3. Figure 2b. The number of proteins belonging exclusively to each condition has to be indicated in the diagram.
4. Figure 2c. The same analysis has to be performed for all samples from all subjects and at least showed in the supplementary material. P-values should be indicated.
5. Figure 2d. It is not clear what is being measured in the matrix and what the heatmap means.
6. Figure 2e. The authors should apply this analysis with each disease sample versus their bilateral healthy counterpart as well as each disease sample versus all healthy samples.
7. Figure 3b. This part of figure 3 is missing in the main text and not properly explained.
8. The discussion should be summarized. Most of the information belongs to introduction.

Minor comments

1. Figure 3 description is misspelled. “Figure 3. Differential protein analysis between NC and BC NAF (a) Volcano plot of protein Figure 14. (blue dots) classified as downregulated”

Author Response

Please see the attachment.

Author Response File: Author Response.docx

Reviewer 3 Report

Currently, multiple studies are ongoing with the aim to better define the diagnostic options, mostly in relation to the prognostic factors for breast cancer. 

It could be of interest to add a brief description of the different breast molecular subtypes in terms of impact on prognosis and how radiomics is trying to predict on the base of imaging tumor characteristics.   It could be of interest to cite 

• PMID: 2913256 - DOI: 10.1016/j.soc.2017.08.005
• PMID: 33299040 - DOI: 10.1038/s41598-020-78681-9

Moreover, it could be of interest to discuss the possible impact on worldwide screening system or how this technique could be integrated with standard imaging.

Round 2

Reviewer 1 Report

After revision, the manuscript has been improved and I have no further comments. 

Author Response

The authors thank the reviewer for accepting the changes to the manuscript.

Reviewer 2 Report

The approach is highly novel and interesting to the field. The paper has been improved; however, the number of samples are not sufficient to support the results described and lack real interest. The limitations in the current pandemic situation are understandable although sample obtention doesn´t feel as problematic as the authors stated. 

Some figures are still confusing and not very well explained.

Author Response

The authors would like to thank the reviewer for their helpful suggestions; -

• The number of samples are not sufficient to support the results described and lack real interest. The limitations in the current pandemic situation are understandable although sample obtention doesn´t feel as problematic as the authors stated. 

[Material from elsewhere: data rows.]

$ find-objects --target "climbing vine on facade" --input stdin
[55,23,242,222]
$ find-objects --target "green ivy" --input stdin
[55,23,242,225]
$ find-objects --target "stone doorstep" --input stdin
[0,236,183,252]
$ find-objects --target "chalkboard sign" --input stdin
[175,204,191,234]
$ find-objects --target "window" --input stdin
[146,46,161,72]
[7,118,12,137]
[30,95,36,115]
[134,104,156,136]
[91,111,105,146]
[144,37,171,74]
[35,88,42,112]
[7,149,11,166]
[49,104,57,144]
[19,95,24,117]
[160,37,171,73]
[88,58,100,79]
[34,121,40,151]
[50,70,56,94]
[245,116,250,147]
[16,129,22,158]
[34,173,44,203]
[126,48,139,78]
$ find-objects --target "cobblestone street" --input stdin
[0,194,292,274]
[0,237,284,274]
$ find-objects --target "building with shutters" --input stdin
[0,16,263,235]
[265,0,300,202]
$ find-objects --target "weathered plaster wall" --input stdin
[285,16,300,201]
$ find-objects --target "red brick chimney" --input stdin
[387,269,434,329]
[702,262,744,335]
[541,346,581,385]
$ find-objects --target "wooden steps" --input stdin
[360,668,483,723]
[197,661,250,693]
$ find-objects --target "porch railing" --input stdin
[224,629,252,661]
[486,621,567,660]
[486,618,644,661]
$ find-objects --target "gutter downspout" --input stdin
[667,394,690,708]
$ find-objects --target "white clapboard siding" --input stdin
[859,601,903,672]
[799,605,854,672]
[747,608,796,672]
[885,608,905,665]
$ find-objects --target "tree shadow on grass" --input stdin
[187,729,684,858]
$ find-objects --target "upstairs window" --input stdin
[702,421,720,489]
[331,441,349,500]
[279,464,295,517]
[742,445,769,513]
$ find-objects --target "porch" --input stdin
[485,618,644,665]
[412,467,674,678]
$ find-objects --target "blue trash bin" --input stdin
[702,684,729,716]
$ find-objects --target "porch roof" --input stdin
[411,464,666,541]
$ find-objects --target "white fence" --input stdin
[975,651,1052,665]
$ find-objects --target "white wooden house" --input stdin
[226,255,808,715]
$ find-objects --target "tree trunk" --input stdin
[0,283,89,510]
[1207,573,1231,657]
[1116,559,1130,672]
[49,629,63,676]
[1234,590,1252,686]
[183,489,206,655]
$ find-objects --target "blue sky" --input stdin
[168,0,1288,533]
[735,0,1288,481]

Response. Due to the pandemic the breast oncoplastic surgeons at Bradford Teaching Hospitals NHS Foundation Trust with who we collaborate have had to prioritise COVID-19 patient care, dealing with a 20% morality rate due to the high deprivation level in the region. The clinicians have significantly reduced clinics and theatre sessions to treat breast cancer, much of which has been moved to a different hospital. It has become a major national concern that the full range of breast screening methods and treatments have had to be reduced and this could lead to increased mortality from breast cancer. Furthermore, the recruitment and ethical consenting of volunteers has been restricted due to lockdown and social distancing preventing our team from engaging with patients or healthy individuals. This inevitably has led to the inability to gain further samples for the study.

We have endeavoured to make it clear that this is a pilot study throughout the manuscript. We have carefully avoided the claim to identify specific biomarkers because of the size of the study. By demonstrating the proof of principle of the technique, we hope to gain further investment into the project so that we can recruit dedicated clinicians and research staff for the recruitment of volunteers and gather more samples for a more extensive study, once the pandemic is over.

• Some figures are still confusing and not very well explained.

Response. We have added additional details to the legends of the figures to improve clarity of the data contained therein.